Jeremiah maybe...? After all, the teachings of “The Weeping Prophet” are vast and profound, seemingly splashed about the pages of the New Testament liberally. In reality, the book I have in mind is referenced 11 times more than Jeremiah, which surprisingly enough is only referenced 5 times in New Testament Scripture.
The answer is the Book of Isaiah, authored by a man of whom the great Saint Jerome once remarked “should be remembered more so as an evangelist than a prophet.” Isaiah’s ability to paint his vision of hope using the broad and beautiful strokes of lush, vibrant and vivid imagery is the envy of every writer, and his evangelical flare is on display in full force in today’s 1st Reading (Isaiah 30:19-21, 23-26):
“The Lord will give you the bread you need and the water for which you thirst.
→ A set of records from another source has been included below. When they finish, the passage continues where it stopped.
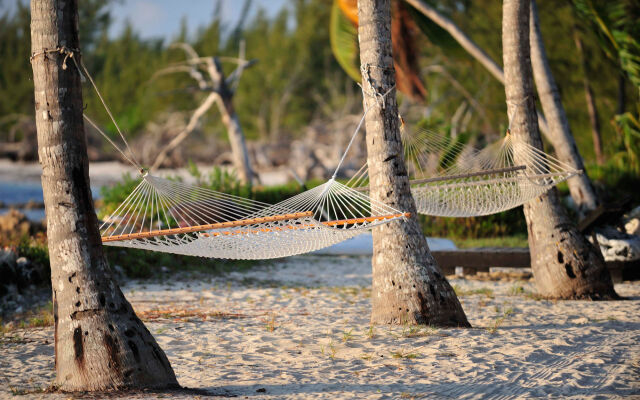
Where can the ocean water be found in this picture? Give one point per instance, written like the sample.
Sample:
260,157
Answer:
23,192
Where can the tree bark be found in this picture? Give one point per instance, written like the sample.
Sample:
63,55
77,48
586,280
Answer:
99,341
469,45
580,186
230,120
565,265
408,286
591,103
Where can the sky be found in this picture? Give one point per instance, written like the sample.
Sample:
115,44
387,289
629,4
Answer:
162,18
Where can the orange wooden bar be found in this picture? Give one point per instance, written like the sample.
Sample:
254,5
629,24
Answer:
245,222
199,228
327,223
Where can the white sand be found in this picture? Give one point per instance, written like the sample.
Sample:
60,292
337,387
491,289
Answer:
303,332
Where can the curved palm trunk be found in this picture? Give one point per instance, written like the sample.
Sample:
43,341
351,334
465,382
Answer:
565,265
99,341
581,188
408,286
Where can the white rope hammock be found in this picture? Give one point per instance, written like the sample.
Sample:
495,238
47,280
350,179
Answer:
174,217
450,179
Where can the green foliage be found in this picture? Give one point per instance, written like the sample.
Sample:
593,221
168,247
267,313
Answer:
629,128
436,35
616,25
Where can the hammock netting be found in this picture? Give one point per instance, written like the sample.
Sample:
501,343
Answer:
451,179
174,217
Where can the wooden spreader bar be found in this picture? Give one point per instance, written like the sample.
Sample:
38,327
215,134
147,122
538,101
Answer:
199,228
460,176
253,221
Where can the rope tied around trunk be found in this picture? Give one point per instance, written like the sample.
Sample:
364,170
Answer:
84,72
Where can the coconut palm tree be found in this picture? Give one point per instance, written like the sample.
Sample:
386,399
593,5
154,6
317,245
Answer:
99,341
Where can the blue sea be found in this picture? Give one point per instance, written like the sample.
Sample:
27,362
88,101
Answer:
23,192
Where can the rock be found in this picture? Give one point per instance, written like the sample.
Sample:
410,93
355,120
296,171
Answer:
631,222
618,246
632,226
7,270
15,224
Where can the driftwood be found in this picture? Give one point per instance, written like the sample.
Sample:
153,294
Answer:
208,73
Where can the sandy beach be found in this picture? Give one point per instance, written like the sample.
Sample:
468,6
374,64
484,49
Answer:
299,328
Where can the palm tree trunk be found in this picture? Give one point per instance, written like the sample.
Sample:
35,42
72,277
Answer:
565,265
581,188
99,341
468,44
408,286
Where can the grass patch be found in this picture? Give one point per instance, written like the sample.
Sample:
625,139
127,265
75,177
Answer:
404,354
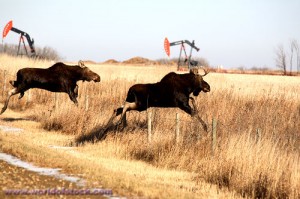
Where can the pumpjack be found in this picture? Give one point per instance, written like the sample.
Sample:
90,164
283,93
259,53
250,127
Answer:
8,27
187,61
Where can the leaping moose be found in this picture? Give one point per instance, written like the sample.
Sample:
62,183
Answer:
57,78
172,91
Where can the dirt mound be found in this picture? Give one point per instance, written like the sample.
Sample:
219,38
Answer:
140,60
111,61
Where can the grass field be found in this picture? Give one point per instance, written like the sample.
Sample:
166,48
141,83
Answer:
244,164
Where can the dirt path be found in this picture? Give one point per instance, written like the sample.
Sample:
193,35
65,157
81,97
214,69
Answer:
133,179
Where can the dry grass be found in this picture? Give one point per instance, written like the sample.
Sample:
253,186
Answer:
264,168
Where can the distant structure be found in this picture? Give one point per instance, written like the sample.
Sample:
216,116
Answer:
187,61
8,27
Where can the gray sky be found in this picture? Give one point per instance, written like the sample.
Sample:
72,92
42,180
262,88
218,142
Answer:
231,33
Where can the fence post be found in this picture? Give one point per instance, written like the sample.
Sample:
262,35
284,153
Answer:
177,130
258,135
55,100
28,97
86,102
214,135
4,82
149,127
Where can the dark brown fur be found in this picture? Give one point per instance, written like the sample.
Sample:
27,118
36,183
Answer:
172,91
58,78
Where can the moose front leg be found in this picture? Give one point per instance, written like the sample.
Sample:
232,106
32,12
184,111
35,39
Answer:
72,96
197,115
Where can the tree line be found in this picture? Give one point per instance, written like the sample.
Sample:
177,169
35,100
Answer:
46,52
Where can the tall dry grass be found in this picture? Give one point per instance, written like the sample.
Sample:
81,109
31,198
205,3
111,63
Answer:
268,167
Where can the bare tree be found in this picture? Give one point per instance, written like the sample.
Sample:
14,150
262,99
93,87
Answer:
281,59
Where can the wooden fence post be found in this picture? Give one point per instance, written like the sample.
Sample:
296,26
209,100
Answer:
4,82
86,102
258,135
28,99
55,100
177,130
214,135
149,127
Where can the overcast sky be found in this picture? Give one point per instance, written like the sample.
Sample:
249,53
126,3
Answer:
232,33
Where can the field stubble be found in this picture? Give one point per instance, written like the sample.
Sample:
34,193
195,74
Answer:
268,167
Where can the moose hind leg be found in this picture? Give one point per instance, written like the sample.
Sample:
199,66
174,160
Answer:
72,96
127,107
10,93
21,95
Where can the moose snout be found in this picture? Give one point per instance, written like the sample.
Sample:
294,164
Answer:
96,79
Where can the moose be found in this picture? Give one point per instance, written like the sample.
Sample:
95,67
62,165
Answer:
172,91
57,78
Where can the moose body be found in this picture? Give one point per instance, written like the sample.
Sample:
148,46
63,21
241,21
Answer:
57,78
172,91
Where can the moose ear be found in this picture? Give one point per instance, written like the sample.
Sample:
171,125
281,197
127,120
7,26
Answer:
194,71
81,64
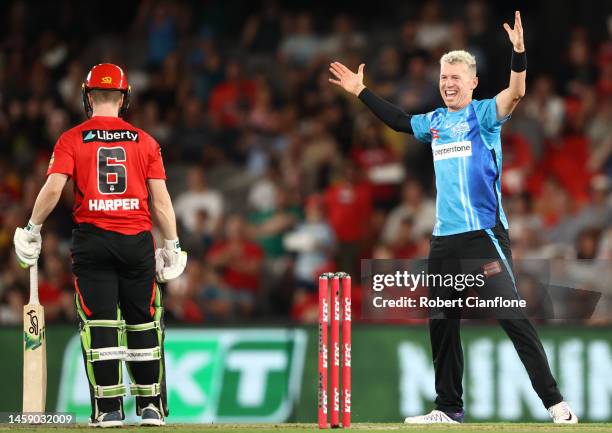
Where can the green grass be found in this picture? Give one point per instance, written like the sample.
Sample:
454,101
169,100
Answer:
303,428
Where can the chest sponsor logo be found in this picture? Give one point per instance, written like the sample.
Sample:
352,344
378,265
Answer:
109,136
457,149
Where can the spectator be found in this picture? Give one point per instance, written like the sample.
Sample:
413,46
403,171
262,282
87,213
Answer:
414,206
239,260
197,198
349,210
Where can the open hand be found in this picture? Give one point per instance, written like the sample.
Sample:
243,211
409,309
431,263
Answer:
345,78
516,34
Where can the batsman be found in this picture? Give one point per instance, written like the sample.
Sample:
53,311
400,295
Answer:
116,170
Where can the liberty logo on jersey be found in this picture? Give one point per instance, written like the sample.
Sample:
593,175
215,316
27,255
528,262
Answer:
109,136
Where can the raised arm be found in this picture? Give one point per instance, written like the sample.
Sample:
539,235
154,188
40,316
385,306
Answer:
392,116
508,99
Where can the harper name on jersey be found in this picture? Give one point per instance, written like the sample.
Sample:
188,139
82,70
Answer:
116,204
467,154
110,162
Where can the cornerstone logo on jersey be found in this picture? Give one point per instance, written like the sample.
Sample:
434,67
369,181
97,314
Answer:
109,136
237,375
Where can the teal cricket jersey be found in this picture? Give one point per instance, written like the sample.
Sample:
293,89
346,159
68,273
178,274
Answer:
467,154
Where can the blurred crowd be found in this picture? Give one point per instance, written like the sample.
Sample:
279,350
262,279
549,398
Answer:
277,176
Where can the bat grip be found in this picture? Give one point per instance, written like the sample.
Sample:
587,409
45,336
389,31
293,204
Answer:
34,284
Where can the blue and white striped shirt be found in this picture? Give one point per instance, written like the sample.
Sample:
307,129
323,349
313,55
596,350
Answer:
467,153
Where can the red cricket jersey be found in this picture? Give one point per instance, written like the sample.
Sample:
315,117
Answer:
110,162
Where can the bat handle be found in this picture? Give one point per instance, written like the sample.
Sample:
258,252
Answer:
34,284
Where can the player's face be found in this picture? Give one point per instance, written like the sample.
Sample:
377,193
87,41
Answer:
457,84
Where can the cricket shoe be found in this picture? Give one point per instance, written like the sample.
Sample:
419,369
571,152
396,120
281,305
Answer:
151,416
436,417
561,413
107,419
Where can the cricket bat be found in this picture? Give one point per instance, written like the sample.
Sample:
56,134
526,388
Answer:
34,350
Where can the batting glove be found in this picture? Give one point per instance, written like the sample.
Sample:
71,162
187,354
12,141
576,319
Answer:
170,261
28,243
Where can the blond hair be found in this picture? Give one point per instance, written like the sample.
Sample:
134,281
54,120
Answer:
460,56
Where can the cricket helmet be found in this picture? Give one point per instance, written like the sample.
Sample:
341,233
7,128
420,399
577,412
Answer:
106,76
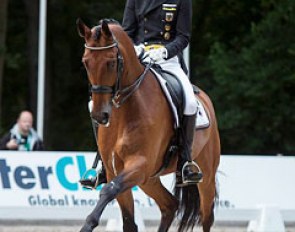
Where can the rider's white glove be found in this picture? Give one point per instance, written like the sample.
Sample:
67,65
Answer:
158,54
139,49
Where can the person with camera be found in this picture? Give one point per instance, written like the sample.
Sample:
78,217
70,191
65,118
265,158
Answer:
22,136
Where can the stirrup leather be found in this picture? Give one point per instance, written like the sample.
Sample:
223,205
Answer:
186,167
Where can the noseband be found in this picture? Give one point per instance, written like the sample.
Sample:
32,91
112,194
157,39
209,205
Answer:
119,96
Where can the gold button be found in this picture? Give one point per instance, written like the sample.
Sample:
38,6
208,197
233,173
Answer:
167,36
167,27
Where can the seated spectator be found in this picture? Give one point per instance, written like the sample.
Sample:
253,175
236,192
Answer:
22,136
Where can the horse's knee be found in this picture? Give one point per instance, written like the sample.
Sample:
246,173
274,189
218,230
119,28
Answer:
129,225
111,190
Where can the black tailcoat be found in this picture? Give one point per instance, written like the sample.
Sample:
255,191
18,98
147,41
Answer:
166,22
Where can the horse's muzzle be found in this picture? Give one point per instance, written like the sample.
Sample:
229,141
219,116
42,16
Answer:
102,118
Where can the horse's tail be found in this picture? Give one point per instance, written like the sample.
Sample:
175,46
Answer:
189,207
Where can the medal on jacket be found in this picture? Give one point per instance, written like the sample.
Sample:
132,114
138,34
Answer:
169,16
167,35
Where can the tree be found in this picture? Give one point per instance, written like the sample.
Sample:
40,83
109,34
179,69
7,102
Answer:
3,19
254,85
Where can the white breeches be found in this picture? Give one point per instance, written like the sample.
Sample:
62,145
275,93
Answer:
172,65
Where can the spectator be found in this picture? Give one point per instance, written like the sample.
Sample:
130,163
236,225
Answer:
22,136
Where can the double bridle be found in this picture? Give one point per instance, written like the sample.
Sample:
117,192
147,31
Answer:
119,95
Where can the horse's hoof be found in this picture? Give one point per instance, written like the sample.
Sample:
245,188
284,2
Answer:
86,228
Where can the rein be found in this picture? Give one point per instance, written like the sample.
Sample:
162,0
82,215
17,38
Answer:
119,95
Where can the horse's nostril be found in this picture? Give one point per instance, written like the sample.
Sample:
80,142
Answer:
105,118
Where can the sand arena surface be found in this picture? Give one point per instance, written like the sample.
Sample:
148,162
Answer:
75,226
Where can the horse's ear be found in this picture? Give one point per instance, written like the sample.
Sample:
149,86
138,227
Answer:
105,29
83,30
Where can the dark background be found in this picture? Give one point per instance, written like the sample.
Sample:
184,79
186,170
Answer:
242,54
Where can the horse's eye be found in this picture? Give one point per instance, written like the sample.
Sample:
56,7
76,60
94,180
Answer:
111,64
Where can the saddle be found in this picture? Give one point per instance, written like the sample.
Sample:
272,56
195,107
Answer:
176,101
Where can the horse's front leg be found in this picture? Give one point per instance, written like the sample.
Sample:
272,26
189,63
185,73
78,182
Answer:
131,175
107,194
126,203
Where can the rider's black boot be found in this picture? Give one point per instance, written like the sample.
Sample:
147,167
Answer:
190,172
93,182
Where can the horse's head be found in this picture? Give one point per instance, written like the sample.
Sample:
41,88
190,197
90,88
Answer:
104,66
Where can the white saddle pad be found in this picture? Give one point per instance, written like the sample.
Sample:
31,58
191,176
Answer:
202,120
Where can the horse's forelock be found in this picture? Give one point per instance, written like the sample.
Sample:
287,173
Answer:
97,32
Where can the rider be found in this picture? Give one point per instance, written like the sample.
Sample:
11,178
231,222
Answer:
162,28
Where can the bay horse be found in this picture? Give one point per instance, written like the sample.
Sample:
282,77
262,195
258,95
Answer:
136,127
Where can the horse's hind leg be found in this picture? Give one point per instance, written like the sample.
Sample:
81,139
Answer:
167,203
126,203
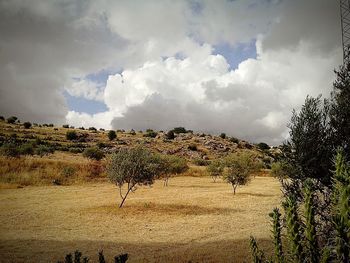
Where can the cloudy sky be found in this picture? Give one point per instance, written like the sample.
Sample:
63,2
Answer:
214,66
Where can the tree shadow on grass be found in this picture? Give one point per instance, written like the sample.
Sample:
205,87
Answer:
159,209
33,250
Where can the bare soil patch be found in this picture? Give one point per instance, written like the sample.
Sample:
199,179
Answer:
191,219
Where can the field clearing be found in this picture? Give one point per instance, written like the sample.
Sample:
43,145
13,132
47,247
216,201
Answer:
193,219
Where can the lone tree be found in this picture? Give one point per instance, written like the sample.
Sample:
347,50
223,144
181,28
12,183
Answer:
136,166
216,168
240,168
112,135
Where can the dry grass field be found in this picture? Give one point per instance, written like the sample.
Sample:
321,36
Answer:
193,219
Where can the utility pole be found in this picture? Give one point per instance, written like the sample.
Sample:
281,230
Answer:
345,24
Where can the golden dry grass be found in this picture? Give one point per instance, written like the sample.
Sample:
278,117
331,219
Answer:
62,167
192,219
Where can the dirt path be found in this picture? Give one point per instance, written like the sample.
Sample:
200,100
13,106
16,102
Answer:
192,219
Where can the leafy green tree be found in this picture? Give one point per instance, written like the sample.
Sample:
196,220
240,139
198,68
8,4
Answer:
216,168
112,135
240,168
12,119
93,153
132,167
71,135
27,125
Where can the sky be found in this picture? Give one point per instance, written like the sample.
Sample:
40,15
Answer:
238,67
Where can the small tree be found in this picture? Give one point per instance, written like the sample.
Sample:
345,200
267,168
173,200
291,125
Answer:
263,146
71,135
170,135
240,168
112,135
11,119
223,135
93,153
215,169
136,166
27,125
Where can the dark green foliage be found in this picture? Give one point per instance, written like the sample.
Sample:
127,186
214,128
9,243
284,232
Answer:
135,166
340,109
27,125
26,149
71,135
93,153
192,147
150,133
258,255
276,233
112,135
234,140
200,162
43,150
10,150
239,169
303,236
216,168
11,119
170,135
310,224
263,146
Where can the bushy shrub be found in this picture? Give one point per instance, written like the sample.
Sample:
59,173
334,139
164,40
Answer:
68,171
112,135
216,168
200,162
150,133
302,229
170,135
27,125
12,119
192,147
93,153
134,166
179,130
263,146
43,150
240,168
71,135
26,149
10,150
234,140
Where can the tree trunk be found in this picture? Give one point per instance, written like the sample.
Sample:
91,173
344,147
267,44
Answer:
121,204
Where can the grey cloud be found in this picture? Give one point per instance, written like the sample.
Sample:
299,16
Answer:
315,21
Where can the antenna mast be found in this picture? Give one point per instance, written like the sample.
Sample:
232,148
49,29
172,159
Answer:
345,23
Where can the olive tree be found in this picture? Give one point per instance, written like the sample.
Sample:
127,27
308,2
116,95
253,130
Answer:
132,167
240,167
216,168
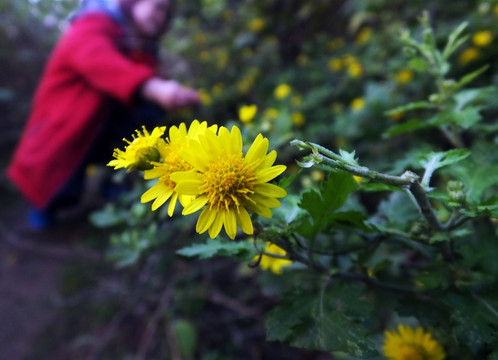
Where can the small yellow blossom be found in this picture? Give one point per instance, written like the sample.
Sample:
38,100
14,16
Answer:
247,113
336,107
335,44
273,264
302,59
296,100
206,99
139,152
482,38
298,119
282,91
469,55
271,113
409,343
256,25
204,56
348,59
357,104
335,64
404,76
217,89
317,175
355,70
395,117
364,35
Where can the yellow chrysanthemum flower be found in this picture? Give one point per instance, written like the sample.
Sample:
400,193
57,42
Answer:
357,104
355,70
271,113
274,264
226,183
364,35
206,99
335,44
282,91
247,113
335,64
482,38
140,151
169,150
407,343
256,25
298,119
468,55
404,76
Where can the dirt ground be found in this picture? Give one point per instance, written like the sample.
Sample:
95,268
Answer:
31,264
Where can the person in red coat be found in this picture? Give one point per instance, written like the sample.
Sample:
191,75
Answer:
102,69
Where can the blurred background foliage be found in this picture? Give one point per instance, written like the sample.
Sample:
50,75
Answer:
322,71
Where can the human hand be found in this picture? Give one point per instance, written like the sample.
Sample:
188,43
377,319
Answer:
169,94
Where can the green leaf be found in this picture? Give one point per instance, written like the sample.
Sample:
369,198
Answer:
437,160
243,250
455,40
331,321
464,80
411,106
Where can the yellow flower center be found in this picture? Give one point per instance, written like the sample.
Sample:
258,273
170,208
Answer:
410,352
227,182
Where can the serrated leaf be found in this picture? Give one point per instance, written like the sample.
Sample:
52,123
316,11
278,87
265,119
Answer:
348,157
214,247
408,126
333,194
331,321
410,106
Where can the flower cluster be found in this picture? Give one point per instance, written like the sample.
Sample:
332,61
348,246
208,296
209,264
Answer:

No longer will your Teacher hide himself,” he proclaims, a foreshadowing of the Eucharist, to be made visible in the tangible gifts of bread and wine, the latter mixed with the water which flowed from the side of Christ in the final moments of his sacrificial love made manifest on the cross.
It is in the waning words of this passage however ~ Verse 26 ~ wherein our eternal hope resides, a message that goes beyond even that of the Eucharist, our vital nourishment for the earthly journey. “On the day the Lord binds up the wounds of his people, he will heal the bruises left by his blows.”
Holy Mass at our Church this morning was celebrated for a parishioner ~ a Daily Communicant and RCIA Sponsor as well ~ who was recently diagnosed with a very aggressive form of cancer. The faithful who gathered to celebrate the Mass for her did so not knowing when the Lord will bind the wounds of his handmaiden. We do know however that He will.
Against the backdrop of eternity, that’s a show of faith rooted in the promise of everlasting life. That which happens to us here is insignificant; heavenly glory is what matters. It’s all that matters. It is attained through our Savior Jesus Christ.
Those on hand this morning took to heart the message of Saint Ambrose, Bishop & Doctor of our Church, whose Feast Day we celebrate today, who once said “do not desert a friend in time of need, nor forsake them or fail them. For friendship is the support of life. It is a better thing to save souls for the Lord than to save treasures. He who sent forth his Apostles without gold had not need of gold to form his church. The church possesses gold, not to hoard, but to scatter abroad to come to the aid of the unfortunate.”
Works of charity, genuine acts of repentance, the Rosary, the Book of Isaiah, that which many Jewish Scholars have dubbed the “5th Gospel” for the fullness and richness of its teachings. These represent the true gold of our church, these virtues and gifts which, when unleashed in abundant charity, when “poured out like a libation” to borrow a phrase from Saint Paul, present her in all her glory, the true and radiant Bride of Christ.
“The Harvest is abundant but the laborers are few” Jesus laments in today’s Gospel (Matthew 9:35-10:1, 5-8). Isn’t it interesting that Saint Ambrose, one of the 1st four doctors of the church, a man who as legend had it had a small swarm of bees form in his mouth as a young boy, symbolic of the sweetness of the words he would go on to utter in the name of God, is instead best known for being the spiritual advisor of both Saint Monica and Saint Augustine? It was his evangelism, his willingness to forgo popularity and likability and instead tell Saint Augustine that the life he was living was not genuine, not in accordance with God’s teachings and therefore in no way, shape or form in accordance with God’s will. No Saint Ambrose, no Saint Augustine.
Will your witness trigger the faith journey of the next Saint Augustine? What might seem impossible to us is all in a day’s work for God. But God relies on us to take the first step, to cooperate with him in the work of salvation. To whom much is given, much is expected. With the Advent prophet . . . or should I say the Advent evangelist Isaiah serving as our role model, let’s all agree to look at Advent as an opportunity to bring Christ to others. The time is now and the stakes have never been higher. For as Saint Vincent de Paul once said “it is absolutely necessary, both for our advancement and the salvation of others, to follow always and in all things the beautiful light of faith.”